Questa che viviamo è più che mai l’epoca dell’incertezza: incertezza del futuro, del lavoro, del clima, della politica sempre più arruffata e basata sul prevalere dell’uno sull’altro
E c’è chi non ha neppure certezza di rivedere il sole domani, sempre che la notte possa permettersi di dormire, perché potrebbe svegliarsi…morto.
Del diman non v’è certezza, cantava il poeta e in questo momento è più che mai drammaticamente e tragicamente vero.

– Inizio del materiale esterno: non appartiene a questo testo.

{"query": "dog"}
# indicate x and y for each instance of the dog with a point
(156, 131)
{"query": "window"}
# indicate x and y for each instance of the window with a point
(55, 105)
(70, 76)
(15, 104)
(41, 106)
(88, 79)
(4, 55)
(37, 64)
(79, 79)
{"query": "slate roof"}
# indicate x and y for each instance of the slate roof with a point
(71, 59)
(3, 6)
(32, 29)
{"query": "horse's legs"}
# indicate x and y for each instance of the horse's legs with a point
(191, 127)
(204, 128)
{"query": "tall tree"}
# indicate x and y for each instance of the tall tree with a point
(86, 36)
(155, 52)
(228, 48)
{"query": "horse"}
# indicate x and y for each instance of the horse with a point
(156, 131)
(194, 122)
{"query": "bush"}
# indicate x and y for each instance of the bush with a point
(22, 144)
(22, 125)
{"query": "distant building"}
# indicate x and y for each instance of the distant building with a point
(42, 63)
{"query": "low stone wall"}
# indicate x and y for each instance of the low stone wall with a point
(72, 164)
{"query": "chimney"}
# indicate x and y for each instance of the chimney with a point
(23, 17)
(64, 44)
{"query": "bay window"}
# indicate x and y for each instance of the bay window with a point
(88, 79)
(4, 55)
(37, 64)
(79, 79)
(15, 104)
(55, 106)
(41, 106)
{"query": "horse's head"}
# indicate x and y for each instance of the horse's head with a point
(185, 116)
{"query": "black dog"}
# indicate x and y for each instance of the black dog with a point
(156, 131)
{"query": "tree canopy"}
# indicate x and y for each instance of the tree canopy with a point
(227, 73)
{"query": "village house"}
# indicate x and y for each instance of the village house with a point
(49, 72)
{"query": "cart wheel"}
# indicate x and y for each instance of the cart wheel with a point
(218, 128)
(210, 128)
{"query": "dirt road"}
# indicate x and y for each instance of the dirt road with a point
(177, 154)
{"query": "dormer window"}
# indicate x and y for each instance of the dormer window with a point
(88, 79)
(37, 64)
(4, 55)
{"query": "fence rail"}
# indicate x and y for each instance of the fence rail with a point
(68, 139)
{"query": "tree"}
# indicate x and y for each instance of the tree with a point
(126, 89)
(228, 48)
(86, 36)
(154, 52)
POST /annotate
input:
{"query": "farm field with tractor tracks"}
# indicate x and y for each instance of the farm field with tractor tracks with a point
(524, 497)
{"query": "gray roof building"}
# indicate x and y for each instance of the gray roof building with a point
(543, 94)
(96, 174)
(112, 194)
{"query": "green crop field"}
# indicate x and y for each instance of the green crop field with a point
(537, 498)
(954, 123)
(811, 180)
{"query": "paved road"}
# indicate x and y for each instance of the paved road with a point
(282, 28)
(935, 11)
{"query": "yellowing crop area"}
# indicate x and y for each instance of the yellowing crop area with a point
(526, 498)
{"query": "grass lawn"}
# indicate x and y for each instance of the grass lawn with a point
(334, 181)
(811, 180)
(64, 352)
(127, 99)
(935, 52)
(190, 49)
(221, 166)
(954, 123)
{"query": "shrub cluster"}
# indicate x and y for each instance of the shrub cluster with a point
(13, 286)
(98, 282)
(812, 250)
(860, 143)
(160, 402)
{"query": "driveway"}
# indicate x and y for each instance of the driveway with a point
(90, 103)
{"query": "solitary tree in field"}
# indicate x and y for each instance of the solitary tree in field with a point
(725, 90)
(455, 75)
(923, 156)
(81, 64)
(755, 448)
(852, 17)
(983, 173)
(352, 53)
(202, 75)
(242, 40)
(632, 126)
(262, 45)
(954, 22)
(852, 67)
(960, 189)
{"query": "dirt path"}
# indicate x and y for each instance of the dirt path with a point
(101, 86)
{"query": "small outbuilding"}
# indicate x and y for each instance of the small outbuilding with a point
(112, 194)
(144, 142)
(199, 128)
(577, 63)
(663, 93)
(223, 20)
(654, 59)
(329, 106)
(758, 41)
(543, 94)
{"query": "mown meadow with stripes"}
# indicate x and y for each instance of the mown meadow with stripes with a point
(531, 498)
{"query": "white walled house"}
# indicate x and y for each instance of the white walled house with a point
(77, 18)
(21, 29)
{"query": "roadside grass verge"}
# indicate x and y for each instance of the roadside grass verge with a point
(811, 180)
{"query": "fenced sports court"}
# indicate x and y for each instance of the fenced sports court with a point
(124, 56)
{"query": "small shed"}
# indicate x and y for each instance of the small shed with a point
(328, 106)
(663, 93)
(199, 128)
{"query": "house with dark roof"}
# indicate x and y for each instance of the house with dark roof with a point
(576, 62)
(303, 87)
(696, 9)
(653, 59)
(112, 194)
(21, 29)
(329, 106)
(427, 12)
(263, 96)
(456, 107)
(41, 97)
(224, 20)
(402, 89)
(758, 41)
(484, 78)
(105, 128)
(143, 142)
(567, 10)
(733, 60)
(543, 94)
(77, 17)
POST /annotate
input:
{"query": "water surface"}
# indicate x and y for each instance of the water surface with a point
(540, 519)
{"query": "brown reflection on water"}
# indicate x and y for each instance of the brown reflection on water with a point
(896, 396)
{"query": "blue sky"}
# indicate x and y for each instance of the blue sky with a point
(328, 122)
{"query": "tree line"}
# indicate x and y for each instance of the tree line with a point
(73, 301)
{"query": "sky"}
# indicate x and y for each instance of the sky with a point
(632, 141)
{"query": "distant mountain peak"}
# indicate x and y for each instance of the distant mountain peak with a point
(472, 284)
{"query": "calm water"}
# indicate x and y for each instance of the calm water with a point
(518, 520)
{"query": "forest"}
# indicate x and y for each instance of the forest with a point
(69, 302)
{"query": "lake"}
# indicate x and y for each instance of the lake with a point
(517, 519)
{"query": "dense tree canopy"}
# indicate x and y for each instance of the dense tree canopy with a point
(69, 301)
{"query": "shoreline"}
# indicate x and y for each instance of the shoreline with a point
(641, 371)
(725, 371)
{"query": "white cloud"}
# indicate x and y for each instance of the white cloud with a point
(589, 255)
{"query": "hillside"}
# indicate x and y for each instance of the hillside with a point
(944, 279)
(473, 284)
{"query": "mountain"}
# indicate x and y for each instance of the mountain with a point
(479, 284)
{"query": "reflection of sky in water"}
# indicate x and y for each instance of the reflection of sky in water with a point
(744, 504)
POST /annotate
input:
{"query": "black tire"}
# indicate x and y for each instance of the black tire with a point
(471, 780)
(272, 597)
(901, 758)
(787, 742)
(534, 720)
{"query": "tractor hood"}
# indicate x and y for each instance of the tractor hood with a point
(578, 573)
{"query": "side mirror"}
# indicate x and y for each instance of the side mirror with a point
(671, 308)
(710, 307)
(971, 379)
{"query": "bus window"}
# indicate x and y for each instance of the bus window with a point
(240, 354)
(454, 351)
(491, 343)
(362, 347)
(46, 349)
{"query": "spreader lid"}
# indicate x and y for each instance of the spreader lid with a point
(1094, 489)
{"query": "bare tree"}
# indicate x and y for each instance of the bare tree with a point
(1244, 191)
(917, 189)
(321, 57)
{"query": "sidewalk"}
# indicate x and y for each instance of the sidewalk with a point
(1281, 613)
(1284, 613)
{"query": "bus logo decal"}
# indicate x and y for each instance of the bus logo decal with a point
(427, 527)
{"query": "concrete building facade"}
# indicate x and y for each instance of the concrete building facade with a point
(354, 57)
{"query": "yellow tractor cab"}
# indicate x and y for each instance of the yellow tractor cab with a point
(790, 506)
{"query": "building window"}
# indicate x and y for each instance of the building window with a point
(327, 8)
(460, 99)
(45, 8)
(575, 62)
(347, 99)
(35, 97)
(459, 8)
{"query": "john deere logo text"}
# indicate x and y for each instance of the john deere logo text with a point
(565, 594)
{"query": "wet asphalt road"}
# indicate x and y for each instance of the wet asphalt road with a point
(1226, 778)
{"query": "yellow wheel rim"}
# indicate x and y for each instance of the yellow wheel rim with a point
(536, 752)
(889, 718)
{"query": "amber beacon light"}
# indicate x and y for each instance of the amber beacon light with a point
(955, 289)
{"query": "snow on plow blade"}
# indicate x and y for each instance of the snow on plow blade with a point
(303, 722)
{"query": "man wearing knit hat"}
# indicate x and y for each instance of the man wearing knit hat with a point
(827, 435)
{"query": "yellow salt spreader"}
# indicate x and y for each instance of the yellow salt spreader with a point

Ora però, per cambiare (ogni tanto fa bene) parlerò di cose banali: ieri ho guardato ancora una volta Pretty woman su Rai 1 (in inglese). Guardo poco la Tv, come già sapete, ma mi sono imbattuta per caso in quel film (visto più volte) e mi sono fermata a guardarlo. Bene, perché dico questo? E’ banale lo so, ma volevo fare una riflessione su come si possa cambiare opinione sulle cose, anche le più banali e accorgerci d’un tratto che siamo cambiati, che non abbiamo più gli stessi gusti. L’ho provata più volte nel tempo questa sensazione: quello che mi piaceva una volta, oggi non mi piace più. Sarò volubile? Si, magari, potrebbe essere la giusta interpretazione. Oppure, semplicemente…cresco?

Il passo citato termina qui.